As for clamping together and hand planing that too requires a substantial plane. At least a No 7 but an 8 would be better. Also keep in mind that when using that method you have to flip the opposing board to to achieve a flat glue line after.

Good luck!

~tom


----------



## Tony B (Jul 30, 2008)

*Straight Line Rip Jig*

You might want to try this jig out. I'm not near my shop, so I cant get a photo but this should give you the idea. Out of all the jigs you ever build, this will be one of the simplest. If you have a decent table saw and blade, give it a shot, you might be amazed.


----------



## firemedic (Dec 26, 2010)

Tony B said:


> You might want to try this jig out. I'm not near my shop, so I cant get a photo but this should give you the idea. Out of all the jigs you ever build, this will be one of the simplest. If you have a decent table saw and blade, give it a shot, you might be amazed.


~tom


----------



## elrod08 (Jul 1, 2011)

*Jigs and planer use for table joints*



firemedic said:


> +1 on trying a TS sled. It could be your technique with the jointer but it could also be your jointer. It helps to have a reasonably long jointer bed to get an 8' straight edge.
> 
> As for clamping together and hand planing that too requires a substantial plane. At least a No 7 but an 8 would be better. Also keep in mind that when using that method you have to flip the opposing board to to achieve a flat glue line after.
> 
> ...


Thanks everyone! I have a hand held Bosh planer. if i use this method or the jig method, I need to flip the opposing board in either case and the plane it with the hand planer or rip cut along a 2x4 8 foot long jig? I have used a long aluminum straight edge as a jig or fence to keep straight. However, it is not as solid as a 2X4X4 jig would be. Thanks for everyones input.


----------



## cabinetman (Jul 5, 2007)

elrod08 said:


> Thanks everyone! I have a hand held Bosh planer.

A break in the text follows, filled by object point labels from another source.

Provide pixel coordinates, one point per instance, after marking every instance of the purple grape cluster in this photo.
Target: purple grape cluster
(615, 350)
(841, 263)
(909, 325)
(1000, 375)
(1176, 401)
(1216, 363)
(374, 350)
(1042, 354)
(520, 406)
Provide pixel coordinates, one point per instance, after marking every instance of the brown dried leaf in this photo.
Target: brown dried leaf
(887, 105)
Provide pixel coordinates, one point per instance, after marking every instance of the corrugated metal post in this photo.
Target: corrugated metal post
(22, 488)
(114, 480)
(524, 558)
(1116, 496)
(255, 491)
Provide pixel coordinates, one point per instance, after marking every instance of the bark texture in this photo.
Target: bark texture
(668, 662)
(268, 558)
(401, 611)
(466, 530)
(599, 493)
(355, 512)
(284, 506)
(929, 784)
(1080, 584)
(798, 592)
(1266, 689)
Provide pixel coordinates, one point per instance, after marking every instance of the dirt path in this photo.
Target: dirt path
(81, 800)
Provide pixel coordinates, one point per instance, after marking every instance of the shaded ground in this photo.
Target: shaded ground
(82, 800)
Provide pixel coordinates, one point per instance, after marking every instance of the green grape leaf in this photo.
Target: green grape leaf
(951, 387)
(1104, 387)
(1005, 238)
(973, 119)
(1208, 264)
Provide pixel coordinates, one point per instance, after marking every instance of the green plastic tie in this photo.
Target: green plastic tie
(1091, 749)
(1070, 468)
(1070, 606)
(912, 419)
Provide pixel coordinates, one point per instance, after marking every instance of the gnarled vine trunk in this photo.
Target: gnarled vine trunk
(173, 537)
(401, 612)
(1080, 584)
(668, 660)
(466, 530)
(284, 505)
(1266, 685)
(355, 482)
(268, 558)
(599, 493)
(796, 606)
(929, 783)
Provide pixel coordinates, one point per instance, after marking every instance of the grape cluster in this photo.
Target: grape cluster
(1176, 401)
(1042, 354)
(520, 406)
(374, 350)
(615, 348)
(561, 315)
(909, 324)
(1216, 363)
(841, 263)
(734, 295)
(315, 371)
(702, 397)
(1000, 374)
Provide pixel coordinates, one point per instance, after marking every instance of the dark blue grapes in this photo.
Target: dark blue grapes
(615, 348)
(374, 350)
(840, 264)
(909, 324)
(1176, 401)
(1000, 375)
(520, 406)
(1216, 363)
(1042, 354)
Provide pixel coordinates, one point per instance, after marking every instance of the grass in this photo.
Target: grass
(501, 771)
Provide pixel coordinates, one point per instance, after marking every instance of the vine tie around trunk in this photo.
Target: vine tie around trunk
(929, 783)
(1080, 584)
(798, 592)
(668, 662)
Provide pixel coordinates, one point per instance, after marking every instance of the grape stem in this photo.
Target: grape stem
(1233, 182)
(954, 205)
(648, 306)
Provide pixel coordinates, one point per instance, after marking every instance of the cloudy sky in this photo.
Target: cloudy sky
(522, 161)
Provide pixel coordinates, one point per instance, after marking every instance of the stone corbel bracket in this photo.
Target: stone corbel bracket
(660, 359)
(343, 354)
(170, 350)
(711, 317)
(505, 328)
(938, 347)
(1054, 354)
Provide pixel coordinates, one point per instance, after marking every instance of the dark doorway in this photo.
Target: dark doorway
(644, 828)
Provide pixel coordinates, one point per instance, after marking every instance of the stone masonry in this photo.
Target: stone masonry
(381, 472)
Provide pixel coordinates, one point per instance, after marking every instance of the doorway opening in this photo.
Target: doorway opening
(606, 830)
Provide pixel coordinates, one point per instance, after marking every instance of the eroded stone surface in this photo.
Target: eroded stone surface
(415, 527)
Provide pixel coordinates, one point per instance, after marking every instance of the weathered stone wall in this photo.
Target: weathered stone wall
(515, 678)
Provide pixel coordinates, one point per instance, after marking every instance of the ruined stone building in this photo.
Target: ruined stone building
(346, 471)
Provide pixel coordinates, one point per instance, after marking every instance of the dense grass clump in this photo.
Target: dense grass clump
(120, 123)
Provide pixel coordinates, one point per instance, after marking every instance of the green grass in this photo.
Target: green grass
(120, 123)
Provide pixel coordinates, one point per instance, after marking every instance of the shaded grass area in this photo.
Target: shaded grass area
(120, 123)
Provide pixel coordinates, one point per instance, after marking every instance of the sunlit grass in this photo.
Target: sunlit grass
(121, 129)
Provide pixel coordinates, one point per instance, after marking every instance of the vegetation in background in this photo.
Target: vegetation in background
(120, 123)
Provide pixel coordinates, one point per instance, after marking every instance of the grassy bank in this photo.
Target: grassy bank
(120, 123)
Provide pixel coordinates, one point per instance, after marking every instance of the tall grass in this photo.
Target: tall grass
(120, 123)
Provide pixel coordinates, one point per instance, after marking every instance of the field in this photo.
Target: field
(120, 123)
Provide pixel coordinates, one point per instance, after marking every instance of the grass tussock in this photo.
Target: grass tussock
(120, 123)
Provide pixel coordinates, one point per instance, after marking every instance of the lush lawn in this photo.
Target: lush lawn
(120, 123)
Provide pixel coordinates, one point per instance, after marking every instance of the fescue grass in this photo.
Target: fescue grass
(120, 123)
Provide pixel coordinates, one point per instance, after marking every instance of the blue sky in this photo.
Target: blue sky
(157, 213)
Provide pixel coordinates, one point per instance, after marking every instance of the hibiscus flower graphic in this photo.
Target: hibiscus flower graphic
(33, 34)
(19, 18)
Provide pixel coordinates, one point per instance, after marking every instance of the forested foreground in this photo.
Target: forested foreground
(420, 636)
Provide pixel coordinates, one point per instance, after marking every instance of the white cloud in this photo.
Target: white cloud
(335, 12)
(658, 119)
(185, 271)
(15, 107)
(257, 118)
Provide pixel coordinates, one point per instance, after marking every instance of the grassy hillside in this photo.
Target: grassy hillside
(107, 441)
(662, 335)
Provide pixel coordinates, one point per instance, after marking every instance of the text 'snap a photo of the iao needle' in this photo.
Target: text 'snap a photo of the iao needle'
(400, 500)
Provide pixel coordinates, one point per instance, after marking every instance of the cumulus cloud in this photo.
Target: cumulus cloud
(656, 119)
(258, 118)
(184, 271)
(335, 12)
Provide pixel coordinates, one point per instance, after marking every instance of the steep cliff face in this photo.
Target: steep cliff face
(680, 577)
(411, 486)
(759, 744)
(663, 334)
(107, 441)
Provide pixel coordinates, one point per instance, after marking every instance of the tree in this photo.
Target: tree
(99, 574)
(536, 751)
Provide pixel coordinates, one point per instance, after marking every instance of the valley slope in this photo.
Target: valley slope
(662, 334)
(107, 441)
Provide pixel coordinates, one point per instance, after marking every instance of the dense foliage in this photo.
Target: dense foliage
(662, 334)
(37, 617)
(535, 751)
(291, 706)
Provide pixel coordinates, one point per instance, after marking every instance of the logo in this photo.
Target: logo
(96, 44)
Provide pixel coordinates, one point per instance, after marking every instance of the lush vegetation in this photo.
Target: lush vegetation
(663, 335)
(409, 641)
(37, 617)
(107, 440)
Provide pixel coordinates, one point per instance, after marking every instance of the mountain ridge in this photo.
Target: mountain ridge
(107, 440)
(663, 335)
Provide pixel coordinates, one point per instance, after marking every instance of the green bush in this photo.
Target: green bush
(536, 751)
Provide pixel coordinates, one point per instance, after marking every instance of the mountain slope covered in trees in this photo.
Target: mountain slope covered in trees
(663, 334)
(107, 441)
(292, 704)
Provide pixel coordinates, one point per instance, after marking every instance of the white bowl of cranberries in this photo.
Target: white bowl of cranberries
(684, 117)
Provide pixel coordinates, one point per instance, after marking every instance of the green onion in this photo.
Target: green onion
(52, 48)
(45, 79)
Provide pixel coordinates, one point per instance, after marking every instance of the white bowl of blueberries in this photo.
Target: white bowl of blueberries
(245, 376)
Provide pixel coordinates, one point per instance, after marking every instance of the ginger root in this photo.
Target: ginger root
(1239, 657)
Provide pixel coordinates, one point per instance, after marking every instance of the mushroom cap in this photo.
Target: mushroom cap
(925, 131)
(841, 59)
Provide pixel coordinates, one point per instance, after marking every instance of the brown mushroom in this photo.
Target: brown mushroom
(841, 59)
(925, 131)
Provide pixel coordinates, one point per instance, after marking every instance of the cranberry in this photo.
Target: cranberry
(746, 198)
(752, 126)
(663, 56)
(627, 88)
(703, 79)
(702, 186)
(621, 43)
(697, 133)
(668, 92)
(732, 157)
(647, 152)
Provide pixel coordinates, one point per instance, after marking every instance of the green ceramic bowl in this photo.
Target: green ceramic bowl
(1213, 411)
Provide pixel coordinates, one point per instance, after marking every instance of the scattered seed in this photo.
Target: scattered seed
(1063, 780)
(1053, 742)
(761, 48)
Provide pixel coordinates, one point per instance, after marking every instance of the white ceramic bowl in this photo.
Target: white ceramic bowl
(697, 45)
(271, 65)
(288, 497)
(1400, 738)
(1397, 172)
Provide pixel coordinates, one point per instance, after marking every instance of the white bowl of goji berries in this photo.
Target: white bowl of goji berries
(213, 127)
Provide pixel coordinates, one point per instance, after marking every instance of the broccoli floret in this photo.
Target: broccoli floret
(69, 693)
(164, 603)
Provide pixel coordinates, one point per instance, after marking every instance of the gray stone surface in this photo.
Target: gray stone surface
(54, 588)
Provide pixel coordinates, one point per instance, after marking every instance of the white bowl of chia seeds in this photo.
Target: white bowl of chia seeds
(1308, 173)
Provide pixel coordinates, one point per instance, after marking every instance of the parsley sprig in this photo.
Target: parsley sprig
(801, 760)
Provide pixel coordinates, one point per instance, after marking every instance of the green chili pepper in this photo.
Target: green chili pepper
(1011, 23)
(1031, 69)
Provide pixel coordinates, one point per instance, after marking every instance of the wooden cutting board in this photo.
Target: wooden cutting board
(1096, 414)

I wouldn't attempt to straightedge two long board edges for a mating joint with a handheld power planer.












 







.


----------



## elrod08 (Jul 1, 2011)

yeah thanks. I just straight edged with a power saw. had a 6 foot long X three eights wide gap when i dry fit the table pieces. so then i clamped the 2 boards back together and tried the hand planer. even worse now. I'm new at this and don't generally run into this with shorter boards. thanks...


----------



## Brink (Nov 22, 2010)

Sounds like your technique is sound. You had the same issues with the shorter boards, it just becomes more noticeable with the longer boards.

My suggestion: plane 2 joining boards at the same time. "fold" the boards together so the edges are lined up. That way, if you're not at a perfect 90 degrees, the boards will be flat when joined. When planing, use a real good straight edge and take off the high spots until it's flat.


----------



## elrod08 (Jul 1, 2011)

Brink said:


> Sounds like your technique is sound. You had the same issues with the shorter boards, it just becomes more noticeable with the longer boards.
> 
> My suggestion: plane 2 joining boards at the same time. "fold" the boards together so the edges are lined up. That way, if you're not at a perfect 90 degrees, the boards will be flat when joined. When planing, use a real good straight edge and take off the high spots until it's flat.





> I think we found out what it was. our jointer bed from hf is not quite large enough to be running 8 ft boards across. plus the blade is supposed to match up level with the exiting end of the machine which it wasn't. We adjusted it and will give it a shot. Thanks again everyone!


----------